--[ AvengerCon VI Panel - Ransomware Cyber Kill Chain


Ransomware has evolved into one of the most severe cybersecurity threats worldwide and places companies, governments, national critical infrastructure, and the general public at risk.

It’s clear that addressing ransomware will require an innovative and collaborative approach, and that businesses, governments, and information security professionals will have a part to play.

But what approaches should be considered? What weaknesses or single points of failure exist in the ransomware ecosystem? How might we expect ransomware actors to respond to actions taken against them? And how might US adversaries take advantage of the situation?

In this 60 minute discussion, four panelists and a moderator will explore the evolution of the ransomware threat, the current and emerging TTPs used by ransomware actors, explore notable strengths and vulnerabilities of these threat actors and their supporting ecosystems (optionally using a framework such as MITRE's ATT&CK or the Lockheed Martin Cyber Kill Chain® as a guide), identify opportunities for effective government or private sector actions to prevent or respond to ransomware attacks, anticipate how threat actors could shift their TTPs or business model to protect their bottom line, discuss the ransomware threat to ICS and OT networks, and consider how nation-state adversaries might leverage the ransomware threat for their own benefit.

Sean Gallagher (Sophos)

Sean Gallagher is a Senior Threat Researcher at Sophos.

Previously, Gallagher was IT and National Security Editor at Ars Technica, where he focused on information security and digital privacy issues, cybercrime, cyber espionage and cyber warfare. He has been a security researcher, technology journalist and information technology practitioner for over 20 years.

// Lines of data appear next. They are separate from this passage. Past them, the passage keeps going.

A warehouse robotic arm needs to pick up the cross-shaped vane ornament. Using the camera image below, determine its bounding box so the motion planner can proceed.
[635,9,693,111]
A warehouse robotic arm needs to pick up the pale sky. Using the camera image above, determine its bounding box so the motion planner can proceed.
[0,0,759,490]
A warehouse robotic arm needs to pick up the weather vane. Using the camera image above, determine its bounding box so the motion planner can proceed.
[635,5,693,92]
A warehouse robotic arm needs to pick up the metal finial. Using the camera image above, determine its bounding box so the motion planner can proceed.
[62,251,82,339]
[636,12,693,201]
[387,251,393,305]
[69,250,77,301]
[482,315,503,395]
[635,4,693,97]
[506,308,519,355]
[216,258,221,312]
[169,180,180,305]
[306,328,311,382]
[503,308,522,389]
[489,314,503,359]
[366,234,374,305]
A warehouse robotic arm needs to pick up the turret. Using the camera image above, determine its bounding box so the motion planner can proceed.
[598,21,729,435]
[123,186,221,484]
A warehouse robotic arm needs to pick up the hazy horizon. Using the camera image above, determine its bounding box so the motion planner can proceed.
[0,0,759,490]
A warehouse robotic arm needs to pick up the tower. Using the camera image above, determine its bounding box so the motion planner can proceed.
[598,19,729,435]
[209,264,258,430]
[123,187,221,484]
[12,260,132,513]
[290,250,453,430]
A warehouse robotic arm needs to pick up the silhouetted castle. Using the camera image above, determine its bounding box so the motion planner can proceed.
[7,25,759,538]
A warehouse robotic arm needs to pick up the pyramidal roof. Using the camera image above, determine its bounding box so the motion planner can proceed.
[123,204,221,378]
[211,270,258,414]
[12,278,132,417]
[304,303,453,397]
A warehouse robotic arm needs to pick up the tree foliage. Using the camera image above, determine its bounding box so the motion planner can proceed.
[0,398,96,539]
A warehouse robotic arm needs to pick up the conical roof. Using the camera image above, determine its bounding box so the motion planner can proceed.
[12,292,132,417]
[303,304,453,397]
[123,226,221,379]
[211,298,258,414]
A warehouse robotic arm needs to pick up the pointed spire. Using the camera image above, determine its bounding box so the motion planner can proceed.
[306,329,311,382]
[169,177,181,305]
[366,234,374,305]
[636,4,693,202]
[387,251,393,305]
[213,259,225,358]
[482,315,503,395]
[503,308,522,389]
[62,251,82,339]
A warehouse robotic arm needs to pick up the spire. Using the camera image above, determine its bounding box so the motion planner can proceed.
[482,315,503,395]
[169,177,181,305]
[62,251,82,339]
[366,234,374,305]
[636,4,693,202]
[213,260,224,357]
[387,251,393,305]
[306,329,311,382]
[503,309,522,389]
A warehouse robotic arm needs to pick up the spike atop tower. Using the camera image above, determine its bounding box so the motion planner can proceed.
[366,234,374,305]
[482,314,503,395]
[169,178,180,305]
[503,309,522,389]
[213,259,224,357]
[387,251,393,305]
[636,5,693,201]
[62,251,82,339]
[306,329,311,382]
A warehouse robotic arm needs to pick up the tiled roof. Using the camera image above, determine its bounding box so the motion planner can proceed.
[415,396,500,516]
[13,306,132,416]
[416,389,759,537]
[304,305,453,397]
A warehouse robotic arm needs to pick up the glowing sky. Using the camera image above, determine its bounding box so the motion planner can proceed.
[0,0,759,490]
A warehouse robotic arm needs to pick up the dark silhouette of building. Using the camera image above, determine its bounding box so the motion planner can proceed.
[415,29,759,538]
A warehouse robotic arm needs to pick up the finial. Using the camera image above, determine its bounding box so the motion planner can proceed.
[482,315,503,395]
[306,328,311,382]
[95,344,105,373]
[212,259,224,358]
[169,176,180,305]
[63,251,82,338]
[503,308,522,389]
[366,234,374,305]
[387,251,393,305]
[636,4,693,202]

Azim Khodjibaev (Cisco Talos)

Azim Khodjibaev is a senior threat intelligence specialist for Cisco Talos. He is a part of the Threat Intelligence and Interdiction team, focusing on cybercrime on the darkweb, intelligence collection, and providing cultural/linguistic analysis. He is a native Russian speaker with an in-depth understanding of Russian-American relations. Before Talos, Azim served as an intelligence analyst for a Department of Homeland Security counter-IED program and worked briefly for the Office of the Secretary of Defense.

You can find more from Azim @AShukuhi on Twitter!

Lesley Carhart (Dragos)

Lesley Carhart is a Principal Industrial Incident Responder at the industrial cybersecurity company Dragos, Inc. She has spent more than a decade of her 20+ year IT career specializing in information security, with a heavy focus on response to nation-state adversary attacks. She is recognized as a subject matter expert in the field of cybersecurity incident response and digital forensics.

Prior to joining Dragos, she was the incident response team lead at Motorola Solutions. Her focus at Dragos is developing forensics and incident response tools and processes for uncharted areas of industrial systems. She is also a certified instructor and curriculum developer for the Dragos "Assessing, Hunting, and Monitoring Industrial Control System Networks" course.

She has received recognition such as DEF CON Hacker of the Year, a "Top Woman in Cybersecurity" from CyberScoop, and "Power Player" from SC Magazine.

In her free time, Lesley co-organizes resume and interview clinics at several cybersecurity conferences, blogs and tweets prolifically about infosec, has served for 20 years in the USAF Reserves, and is a youth martial arts instructor.

Dmitry Smilyanets (Recorded Future)

Mission-driven and Russian-speaking intelligence analyst with type A personality. Dmitry has twenty years of experience and expertise in cybercrime activity.

Moderator - 1LT Lexie Johnson (780th MI BDE)

1LT Lexie Johnson is a Cyber Officer in the United States Army. She graduated from the United States Military Academy in 2018 with dual BSc degrees in International Relations and Russian Language. As a scholarship recipient of the Anna Sobol Levy Fellowship, Lexie went on to earn a M.A. in Homeland Security and Counter-Terrorism with a focus in Cyber-Terrorism from the Raphael Recanti International School in Herzliya, Israel. After her time in Israel, Lexie completed the Cyber Basic Officer Leadership Course at Ft. Gordon, GA in 2020 and received an assignment to 1st Information Operations Command at Ft. Belvoir, VA, where she served as a company-level Executive Officer. In June 2021, Lexie received an assignment to 780th Military Intelligence Brigade at Ft. Meade, MD where she serves as a member of the Cyber National Mission Force under United States Cyber Command today.